In court papers, Ames denies the charges. The company is "committed to making its stores accessible, and since the company emerged from bankruptcy (in 1992) has spent $8 million or more in that regard," Ames said in a statement. The retailer, which has 35 stores in Massachusetts, also said it had informed the Disability Rights Council of remedial steps before the lawsuit was filed.
There is no argument from Fiedler and other people with disabilities that their world has changed dramatically in the decade since Congress passed the Disabilities Act with bipartisan enthusiasm, and President George Bush, a strong backer, signed the measure into law on July 26, 1990.
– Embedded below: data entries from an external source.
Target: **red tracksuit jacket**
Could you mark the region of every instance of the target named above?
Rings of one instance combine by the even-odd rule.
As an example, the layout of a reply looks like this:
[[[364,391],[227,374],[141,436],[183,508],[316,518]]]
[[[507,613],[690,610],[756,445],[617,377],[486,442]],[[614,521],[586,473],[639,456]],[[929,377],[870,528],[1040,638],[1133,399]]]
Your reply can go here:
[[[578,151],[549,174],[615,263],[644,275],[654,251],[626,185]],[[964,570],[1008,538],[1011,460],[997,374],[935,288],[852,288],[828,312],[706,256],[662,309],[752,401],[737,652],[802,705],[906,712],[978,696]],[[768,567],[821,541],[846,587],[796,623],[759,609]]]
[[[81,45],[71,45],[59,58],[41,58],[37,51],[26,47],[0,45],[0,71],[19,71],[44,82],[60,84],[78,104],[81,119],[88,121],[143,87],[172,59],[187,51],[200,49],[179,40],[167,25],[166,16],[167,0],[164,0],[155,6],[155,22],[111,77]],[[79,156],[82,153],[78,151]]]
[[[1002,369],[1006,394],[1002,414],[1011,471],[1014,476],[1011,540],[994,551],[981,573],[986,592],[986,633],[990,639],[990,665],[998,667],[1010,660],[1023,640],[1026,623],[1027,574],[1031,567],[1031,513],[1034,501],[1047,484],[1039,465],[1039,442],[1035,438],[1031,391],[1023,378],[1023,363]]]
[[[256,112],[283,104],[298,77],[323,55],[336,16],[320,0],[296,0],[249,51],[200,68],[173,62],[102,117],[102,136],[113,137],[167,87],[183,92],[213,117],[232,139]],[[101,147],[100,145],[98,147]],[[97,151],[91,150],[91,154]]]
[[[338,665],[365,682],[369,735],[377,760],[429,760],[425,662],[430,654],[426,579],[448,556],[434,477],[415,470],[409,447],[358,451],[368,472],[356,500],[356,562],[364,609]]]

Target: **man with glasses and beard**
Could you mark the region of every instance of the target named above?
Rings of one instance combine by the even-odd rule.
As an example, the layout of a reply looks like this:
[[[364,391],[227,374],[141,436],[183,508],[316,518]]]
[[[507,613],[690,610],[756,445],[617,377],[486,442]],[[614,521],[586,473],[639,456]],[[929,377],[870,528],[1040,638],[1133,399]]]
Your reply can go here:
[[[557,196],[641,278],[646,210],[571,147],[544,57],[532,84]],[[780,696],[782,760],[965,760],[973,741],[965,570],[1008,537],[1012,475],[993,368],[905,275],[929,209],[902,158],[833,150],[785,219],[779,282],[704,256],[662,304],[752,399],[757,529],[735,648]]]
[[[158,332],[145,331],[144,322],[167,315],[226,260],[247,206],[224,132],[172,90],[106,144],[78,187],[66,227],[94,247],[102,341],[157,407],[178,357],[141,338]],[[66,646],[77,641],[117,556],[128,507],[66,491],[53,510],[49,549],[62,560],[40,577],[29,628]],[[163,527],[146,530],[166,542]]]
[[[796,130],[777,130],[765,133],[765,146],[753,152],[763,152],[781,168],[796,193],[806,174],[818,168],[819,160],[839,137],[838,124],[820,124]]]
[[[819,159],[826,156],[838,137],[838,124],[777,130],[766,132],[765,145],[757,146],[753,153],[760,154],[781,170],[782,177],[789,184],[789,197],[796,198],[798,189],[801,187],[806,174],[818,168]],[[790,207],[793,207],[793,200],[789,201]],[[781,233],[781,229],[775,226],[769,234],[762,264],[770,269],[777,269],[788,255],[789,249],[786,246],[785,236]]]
Hundreds of technical guidelines devised to implement the law have brought wider aisles, lower counters and drinking fountains, automatic doors, and more accessible restrooms and fitting rooms in retail stores. Many restaurants and hotels have installed ramps and more elevators. Supermarkets have more handicapped parking spaces and fewer "cart corrals" that block wheelchair access to entrances. Movie theaters have listening devices for deaf people, and 80 percent of public buses now are equipped with wheelchair lifts.
This trend has been marked by some high-profile cases: Golfer Casey Martin, whose disability prevents him from walking long distances, successfully sued the PGA tour to allow him to ride in a golf cart. The U.S. attorney's office in Massachusetts took Friendly Ice Cream Corp. to court and got the company to agree to remove access barriers in 704 restaurants in 15 states. The court also ordered Friendly's to pay a $50,000 penalty.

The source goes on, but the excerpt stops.